Hillary Clinton

Fact-Checking Sanders' and Clinton's Claims About Wall Street and Campaign Finance

Wall Street and campaign finance dominated the debate Thursday night, as Bernie Sanders and Hillary Clinton faced off in the first Democratic showdown of the new year.

Both candidates took jabs at the other, but were those strikes fair or below the belt?

Sanders, the senator from Vermont, delivered the first blow, criticizing Clinton’s campaign funds.

“What being part of the establishment is, is in the last quarter, having a superPAC that raised $15 million from Wall Street,” Sanders told the crowd.
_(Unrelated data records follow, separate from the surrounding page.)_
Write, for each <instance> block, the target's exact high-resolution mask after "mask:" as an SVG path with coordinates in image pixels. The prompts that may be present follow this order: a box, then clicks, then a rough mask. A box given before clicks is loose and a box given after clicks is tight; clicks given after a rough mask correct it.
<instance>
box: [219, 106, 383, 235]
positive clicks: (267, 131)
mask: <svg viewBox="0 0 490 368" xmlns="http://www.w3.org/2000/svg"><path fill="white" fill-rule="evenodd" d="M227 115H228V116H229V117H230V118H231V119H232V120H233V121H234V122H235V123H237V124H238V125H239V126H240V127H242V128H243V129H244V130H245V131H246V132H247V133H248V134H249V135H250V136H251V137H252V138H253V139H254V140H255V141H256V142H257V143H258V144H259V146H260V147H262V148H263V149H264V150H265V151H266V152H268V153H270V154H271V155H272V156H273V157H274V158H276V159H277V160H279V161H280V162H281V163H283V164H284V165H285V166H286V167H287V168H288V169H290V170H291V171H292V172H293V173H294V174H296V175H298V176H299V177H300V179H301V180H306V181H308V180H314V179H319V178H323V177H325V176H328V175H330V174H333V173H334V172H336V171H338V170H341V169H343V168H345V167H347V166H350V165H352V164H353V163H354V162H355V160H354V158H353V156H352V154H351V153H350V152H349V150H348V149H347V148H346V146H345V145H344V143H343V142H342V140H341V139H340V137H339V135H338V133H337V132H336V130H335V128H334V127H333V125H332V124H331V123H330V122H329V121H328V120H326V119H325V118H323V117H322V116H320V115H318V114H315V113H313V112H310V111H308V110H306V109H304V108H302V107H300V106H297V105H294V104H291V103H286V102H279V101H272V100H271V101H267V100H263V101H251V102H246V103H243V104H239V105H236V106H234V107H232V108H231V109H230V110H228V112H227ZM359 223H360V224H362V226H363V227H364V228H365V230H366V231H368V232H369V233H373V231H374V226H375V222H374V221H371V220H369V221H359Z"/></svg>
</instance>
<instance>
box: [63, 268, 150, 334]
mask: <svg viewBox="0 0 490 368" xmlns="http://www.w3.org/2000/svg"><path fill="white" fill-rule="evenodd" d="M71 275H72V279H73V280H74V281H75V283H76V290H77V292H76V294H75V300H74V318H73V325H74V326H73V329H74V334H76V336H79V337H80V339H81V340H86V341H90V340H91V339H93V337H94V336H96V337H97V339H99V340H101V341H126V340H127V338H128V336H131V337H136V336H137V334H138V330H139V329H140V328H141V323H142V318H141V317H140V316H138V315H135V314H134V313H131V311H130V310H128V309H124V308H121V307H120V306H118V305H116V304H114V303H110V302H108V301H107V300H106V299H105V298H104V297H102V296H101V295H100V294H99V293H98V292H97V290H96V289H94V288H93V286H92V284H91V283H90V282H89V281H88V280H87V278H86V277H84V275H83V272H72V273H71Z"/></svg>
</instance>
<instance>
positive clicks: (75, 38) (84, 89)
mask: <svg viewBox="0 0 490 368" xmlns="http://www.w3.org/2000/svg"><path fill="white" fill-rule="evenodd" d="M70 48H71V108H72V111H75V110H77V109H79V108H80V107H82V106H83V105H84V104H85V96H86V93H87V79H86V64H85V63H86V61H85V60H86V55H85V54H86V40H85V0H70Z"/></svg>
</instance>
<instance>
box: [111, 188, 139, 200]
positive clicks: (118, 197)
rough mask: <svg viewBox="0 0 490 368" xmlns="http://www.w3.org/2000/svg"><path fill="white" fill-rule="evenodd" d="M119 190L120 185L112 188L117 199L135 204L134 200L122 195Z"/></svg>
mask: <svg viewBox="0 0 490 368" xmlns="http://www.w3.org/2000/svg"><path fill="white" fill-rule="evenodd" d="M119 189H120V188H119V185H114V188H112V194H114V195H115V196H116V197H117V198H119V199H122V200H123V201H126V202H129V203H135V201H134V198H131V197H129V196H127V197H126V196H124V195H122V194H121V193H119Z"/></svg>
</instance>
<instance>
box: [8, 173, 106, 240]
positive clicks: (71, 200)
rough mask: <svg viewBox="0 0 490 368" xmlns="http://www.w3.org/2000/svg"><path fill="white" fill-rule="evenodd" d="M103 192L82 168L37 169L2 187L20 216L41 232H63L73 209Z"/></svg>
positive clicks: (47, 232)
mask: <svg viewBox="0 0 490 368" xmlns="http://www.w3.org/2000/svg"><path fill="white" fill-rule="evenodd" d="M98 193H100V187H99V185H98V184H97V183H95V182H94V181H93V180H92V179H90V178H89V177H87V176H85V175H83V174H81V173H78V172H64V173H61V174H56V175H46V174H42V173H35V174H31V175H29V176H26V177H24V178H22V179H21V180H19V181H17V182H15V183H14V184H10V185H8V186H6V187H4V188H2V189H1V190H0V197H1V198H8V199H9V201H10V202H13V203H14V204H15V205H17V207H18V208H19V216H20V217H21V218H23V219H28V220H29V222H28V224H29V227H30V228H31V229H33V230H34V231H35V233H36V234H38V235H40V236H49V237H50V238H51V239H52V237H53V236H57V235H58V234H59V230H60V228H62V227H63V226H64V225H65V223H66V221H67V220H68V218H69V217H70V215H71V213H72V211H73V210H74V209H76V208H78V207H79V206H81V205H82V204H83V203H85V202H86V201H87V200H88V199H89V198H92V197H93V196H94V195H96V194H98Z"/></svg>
Sanders is only partly right. First, political action committees, or PACs, actually file reports every six months, not every quarter. Clinton’s largest PAC, Priorities USA Action, received $25 million in the second half of 2015. A certain percentage of that money does come from Wall Street, but even Sanders couldn’t accurately say exactly how much, since the funds also include money from retirees, spouses and other PACs.

A Washington Post analysis of Federal Election Committee filings showed that “through the end of December, donors at hedge funds, banks, insurance companies and other financial services firms had given at least $21.4 million to support Clinton’s 2016 presidential run…”

Clinton, meantime, fired back about Sanders’ voting record when it comes to Wall Street.

“You’re the one who voted to deregulate swaps and derivatives in 2000, which contributed to the over-leveraging of Lehman Brothers, which was one of the culprits that brought down the economy,” she said.

That’s true. Sanders did vote yes on the Commodity Futures Modernization Act of 2000, which prevented the regulation of credit default swaps, the financial tool that helped catapult the economy into recession.

Sanders continued his blows to the banks.

“I would tell you also that when you have three out of the four largest banks in America today, bigger than they were — significantly bigger than when we bailed them out because they were too big to fail,” he said.

That’s true. If you just look at bank assets. JP-Morgan Chase, Bank of America and Wells Fargo have grown by trillions. Citigroup’s assets have declined in that time.

But the risk to taxpayers is now much lower than it was in 2008 thanks to the passage of Dodd-Frank. Banks now have to keep higher reserves and they cannot invest in risky ventures, like hedge funds.

Plus, the Federal Reserve conducted a stress test last year and found the top 31 banks, not just the biggest three or four, could withstand a 2008-level recession without needing a bailout.